Why Your Water Matters as Much as Your Beans

There's a conversation we have fairly often here at Yugen, usually when someone tells us their V60 tastes great in the shop but flat at home. They've bought the same Ethiopian beans, used the same grind setting, followed the same recipe. And yet — something is missing.

Nine times out of ten, the answer is water.

Water Is Not Just a Carrier

We tend to think of water as neutral, the thing that simply carries coffee flavour into the cup. But water is never truly neutral. Every drop that comes out of your tap or bottle contains dissolved minerals, and those minerals actively participate in extraction. They bind to aromatic compounds, pull soluble material from the grounds, and shape what you taste.

The two minerals that matter most are magnesium and calcium. Magnesium is particularly effective at extracting bright, fruit-forward compounds — the kind that make our Colombian bean from Huila sing with its notes of red apple and caramel. Calcium does similar work but tends to favour heavier, more structured flavours. Too much of either, though, and you cross into hard water territory, which leads to over-extraction, bitterness, and scale build-up on your equipment.

The Numbers Worth Knowing

Specialty coffee generally targets a Total Dissolved Solids (TDS) level of around 75–150 mg/L, with the Specialty Coffee Association recommending a sweet spot near 150 mg/L. Tap water in southern Tenerife often runs quite hard — sometimes above 300 mg/L — which is part of why we filter carefully here before every brew.
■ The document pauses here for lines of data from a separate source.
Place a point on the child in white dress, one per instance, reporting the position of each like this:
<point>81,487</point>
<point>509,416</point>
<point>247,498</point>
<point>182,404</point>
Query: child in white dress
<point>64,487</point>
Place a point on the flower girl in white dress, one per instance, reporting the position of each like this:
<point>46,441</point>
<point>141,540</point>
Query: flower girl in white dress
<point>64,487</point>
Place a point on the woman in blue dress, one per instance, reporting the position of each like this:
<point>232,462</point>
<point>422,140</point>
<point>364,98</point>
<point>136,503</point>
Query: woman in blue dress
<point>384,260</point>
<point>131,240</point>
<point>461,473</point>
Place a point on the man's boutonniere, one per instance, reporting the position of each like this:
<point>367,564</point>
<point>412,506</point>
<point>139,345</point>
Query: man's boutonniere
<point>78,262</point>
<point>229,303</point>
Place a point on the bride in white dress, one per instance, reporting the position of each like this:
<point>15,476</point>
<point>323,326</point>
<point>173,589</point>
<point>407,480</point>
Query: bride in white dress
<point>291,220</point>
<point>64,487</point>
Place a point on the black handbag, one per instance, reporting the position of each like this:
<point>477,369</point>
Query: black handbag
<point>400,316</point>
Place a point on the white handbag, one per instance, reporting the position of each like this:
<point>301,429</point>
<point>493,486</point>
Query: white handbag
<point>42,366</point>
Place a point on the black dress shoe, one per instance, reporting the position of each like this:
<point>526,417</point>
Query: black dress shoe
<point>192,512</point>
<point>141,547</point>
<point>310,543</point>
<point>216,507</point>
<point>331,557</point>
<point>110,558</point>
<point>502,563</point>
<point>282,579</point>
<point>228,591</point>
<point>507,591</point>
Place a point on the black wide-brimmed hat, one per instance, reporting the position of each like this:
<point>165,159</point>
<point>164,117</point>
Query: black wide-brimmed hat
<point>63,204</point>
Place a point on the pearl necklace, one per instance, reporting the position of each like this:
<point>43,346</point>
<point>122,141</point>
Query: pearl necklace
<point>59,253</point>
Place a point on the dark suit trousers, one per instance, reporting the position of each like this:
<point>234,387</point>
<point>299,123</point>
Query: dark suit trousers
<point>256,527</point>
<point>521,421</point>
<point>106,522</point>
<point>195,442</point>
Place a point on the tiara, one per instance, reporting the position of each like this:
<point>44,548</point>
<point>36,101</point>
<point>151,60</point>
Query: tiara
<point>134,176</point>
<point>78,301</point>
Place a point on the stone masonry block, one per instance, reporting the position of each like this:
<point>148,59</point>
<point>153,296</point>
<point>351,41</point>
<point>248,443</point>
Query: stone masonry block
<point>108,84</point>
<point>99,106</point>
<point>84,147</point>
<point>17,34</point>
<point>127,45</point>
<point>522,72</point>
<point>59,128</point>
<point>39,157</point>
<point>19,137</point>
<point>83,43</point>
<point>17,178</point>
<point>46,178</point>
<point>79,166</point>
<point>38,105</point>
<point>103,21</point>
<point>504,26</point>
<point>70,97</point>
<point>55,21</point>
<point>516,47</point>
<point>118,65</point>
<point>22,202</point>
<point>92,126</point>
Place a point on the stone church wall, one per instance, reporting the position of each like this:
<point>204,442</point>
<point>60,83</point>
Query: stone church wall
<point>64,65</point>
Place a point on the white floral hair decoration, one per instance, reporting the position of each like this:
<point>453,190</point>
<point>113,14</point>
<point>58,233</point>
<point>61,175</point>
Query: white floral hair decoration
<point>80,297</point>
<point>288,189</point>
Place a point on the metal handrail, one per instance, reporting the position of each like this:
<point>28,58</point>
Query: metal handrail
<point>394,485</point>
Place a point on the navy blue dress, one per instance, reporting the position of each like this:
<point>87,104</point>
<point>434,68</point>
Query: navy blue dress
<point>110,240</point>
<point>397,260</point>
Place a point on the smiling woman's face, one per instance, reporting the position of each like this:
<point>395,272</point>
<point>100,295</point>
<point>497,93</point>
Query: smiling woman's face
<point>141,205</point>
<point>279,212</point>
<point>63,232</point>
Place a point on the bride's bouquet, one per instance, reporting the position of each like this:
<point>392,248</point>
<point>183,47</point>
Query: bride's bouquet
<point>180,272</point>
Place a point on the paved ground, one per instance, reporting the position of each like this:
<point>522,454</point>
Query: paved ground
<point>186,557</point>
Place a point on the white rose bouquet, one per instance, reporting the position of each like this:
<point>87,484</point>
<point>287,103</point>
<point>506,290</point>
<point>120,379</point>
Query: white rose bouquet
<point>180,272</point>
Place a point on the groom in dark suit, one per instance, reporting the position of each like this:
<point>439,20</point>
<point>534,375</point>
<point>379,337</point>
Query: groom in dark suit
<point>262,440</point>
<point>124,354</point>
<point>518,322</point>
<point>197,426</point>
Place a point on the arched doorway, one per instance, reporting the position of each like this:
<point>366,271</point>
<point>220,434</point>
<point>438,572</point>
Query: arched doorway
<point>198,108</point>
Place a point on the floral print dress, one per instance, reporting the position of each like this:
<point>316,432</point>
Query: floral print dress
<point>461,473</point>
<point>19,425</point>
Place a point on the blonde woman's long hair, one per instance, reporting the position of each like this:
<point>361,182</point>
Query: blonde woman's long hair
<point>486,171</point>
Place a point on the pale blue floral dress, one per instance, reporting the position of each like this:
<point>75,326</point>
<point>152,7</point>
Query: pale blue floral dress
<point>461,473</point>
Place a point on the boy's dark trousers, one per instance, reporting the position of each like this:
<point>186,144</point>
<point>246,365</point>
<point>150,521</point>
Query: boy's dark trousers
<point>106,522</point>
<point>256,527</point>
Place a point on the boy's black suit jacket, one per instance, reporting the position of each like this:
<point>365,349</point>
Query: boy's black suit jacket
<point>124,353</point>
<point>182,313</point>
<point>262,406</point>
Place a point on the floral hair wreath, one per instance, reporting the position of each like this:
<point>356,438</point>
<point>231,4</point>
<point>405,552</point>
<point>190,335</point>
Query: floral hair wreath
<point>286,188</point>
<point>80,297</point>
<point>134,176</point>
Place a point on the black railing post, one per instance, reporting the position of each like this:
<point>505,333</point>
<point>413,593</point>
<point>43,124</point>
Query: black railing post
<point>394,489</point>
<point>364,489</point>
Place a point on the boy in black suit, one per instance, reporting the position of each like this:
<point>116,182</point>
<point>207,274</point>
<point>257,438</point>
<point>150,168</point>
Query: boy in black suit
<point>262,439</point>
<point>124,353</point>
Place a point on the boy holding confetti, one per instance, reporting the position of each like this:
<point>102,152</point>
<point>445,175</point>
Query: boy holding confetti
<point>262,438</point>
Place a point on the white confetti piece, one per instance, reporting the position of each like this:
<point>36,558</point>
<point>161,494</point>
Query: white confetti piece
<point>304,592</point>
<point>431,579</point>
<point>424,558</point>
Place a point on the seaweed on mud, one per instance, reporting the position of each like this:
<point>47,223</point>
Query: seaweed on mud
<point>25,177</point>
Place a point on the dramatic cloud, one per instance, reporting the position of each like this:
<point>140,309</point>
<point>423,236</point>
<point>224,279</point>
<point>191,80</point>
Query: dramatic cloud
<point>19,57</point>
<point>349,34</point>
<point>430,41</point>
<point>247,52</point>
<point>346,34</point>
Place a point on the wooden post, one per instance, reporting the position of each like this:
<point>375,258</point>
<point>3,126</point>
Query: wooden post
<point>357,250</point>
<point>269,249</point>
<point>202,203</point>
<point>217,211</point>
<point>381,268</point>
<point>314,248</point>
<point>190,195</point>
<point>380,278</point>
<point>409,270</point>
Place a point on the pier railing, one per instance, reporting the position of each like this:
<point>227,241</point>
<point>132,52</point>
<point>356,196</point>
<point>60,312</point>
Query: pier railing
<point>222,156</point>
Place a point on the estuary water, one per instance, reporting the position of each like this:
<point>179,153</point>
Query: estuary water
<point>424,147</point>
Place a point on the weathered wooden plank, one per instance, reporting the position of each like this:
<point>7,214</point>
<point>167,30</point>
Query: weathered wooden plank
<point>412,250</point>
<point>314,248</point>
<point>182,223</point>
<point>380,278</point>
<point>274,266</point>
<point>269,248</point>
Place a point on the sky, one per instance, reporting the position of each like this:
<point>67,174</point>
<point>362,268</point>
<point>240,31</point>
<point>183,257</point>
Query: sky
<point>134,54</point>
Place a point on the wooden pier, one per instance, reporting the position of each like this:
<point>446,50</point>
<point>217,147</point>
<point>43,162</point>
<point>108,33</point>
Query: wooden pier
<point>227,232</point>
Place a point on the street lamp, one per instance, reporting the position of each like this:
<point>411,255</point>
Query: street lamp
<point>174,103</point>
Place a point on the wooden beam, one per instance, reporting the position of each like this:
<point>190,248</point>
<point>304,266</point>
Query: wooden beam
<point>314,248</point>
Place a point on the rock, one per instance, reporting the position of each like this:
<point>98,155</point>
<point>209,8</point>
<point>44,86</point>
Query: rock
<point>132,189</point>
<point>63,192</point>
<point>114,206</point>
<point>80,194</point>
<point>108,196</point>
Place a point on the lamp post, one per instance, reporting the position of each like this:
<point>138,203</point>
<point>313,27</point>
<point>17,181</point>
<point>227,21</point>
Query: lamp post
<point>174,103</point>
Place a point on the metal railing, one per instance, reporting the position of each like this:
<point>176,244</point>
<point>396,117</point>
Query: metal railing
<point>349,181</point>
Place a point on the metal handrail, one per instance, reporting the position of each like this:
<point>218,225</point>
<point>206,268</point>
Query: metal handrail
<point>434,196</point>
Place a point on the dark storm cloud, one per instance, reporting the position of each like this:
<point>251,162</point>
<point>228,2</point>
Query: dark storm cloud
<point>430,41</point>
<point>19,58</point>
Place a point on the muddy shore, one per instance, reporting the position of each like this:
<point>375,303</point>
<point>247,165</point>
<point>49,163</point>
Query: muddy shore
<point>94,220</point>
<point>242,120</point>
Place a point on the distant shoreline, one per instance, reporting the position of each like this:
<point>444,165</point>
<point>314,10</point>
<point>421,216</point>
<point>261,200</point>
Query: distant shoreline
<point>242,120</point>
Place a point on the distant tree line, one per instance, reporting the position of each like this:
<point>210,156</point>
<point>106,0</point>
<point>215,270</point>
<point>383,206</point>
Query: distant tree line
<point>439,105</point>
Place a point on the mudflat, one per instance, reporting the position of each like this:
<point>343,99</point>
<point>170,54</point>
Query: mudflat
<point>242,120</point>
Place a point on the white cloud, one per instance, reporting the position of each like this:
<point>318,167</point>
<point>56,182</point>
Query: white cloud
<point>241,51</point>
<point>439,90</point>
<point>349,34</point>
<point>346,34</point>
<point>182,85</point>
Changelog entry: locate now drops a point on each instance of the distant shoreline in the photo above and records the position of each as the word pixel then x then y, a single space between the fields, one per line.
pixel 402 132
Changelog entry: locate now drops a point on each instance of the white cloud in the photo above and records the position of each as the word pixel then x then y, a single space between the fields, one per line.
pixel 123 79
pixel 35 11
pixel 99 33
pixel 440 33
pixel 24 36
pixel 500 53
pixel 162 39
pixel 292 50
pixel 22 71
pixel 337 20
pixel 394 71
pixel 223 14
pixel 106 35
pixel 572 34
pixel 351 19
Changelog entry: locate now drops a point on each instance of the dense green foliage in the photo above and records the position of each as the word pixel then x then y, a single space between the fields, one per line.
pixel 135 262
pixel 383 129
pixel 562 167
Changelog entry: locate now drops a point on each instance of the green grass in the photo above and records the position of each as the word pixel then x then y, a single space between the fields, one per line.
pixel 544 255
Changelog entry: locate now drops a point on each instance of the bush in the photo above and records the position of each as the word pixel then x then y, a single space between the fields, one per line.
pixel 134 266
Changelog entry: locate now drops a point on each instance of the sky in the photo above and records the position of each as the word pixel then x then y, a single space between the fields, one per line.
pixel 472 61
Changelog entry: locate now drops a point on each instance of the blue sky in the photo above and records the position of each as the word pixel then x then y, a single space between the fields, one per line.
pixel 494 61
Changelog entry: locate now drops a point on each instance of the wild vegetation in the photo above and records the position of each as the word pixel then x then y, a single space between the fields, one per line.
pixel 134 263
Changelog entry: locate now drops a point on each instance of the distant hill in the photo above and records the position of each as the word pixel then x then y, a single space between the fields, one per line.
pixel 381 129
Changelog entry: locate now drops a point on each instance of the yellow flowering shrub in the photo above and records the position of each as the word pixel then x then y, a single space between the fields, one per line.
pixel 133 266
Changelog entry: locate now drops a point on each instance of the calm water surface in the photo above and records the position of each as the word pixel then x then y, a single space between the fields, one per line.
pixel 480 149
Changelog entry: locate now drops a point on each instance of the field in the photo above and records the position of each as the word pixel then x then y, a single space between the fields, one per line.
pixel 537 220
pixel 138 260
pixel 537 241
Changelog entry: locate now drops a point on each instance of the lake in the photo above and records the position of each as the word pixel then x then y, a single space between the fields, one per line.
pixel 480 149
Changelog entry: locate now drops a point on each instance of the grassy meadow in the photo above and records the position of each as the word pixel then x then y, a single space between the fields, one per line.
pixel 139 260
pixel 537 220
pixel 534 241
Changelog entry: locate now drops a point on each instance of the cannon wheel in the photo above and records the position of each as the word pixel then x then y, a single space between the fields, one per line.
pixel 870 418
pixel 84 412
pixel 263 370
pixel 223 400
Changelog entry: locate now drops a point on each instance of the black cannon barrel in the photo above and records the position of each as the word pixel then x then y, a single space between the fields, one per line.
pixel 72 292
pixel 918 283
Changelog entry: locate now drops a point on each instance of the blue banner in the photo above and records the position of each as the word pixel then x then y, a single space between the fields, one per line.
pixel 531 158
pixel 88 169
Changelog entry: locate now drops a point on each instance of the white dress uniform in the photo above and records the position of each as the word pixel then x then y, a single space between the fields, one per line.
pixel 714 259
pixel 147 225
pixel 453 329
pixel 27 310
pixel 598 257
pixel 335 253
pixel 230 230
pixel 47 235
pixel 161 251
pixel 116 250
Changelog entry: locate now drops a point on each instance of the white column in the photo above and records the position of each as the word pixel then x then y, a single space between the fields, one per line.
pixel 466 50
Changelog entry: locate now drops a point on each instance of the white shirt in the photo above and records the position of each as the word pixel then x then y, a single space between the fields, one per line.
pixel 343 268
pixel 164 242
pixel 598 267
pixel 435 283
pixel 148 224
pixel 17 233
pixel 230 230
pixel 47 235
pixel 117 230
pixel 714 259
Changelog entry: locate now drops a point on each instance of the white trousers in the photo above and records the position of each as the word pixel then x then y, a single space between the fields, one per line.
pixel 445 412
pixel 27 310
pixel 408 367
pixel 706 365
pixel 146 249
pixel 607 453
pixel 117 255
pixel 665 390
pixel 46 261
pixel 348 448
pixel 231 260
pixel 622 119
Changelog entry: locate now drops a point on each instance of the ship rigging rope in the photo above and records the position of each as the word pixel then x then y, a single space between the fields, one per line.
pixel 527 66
Bicarbonate (or total alkalinity) is the other variable people overlook. High bicarbonate acts as a buffer that neutralises acidity. That sounds helpful, but in coffee terms it flattens the brightness that makes a naturally processed Ethiopian so extraordinary. When we brew our Ethiopian bean on the Chemex, we want those floral, blueberry notes to ring clearly — and they can't do that if the water is busy dampening the acidity.

What We Do at Yugen

We use filtered water calibrated to sit within that specialty range — low enough in hardness to let our beans express themselves, with just enough mineral content to drive full extraction. When Blend Coffee Roasters delivers a new lot, we sometimes dial our water profile slightly depending on the roast level and origin. A washed Guatemalan from Huehuetenango, for instance, has a structured, chocolatey body that can handle a little more mineral weight than a delicate light-roast natural.

What You Can Do at Home

If your home brew feels hollow or muddy, water is the first thing to question — before you touch your grinder or your recipe.

  • Avoid distilled or reverse-osmosis water with no remineralisation. Without minerals, extraction is poor and the cup tastes empty.
  • Try a simple filtered jug if your tap water is hard. Even basic carbon filtration reduces chlorine and some hardness.
  • Experiment with Third Wave Water or similar mineral packets designed to be added to distilled water — surprisingly effective and inexpensive.

Coffee is mostly water. It only makes sense to pay it the same attention we give the beans.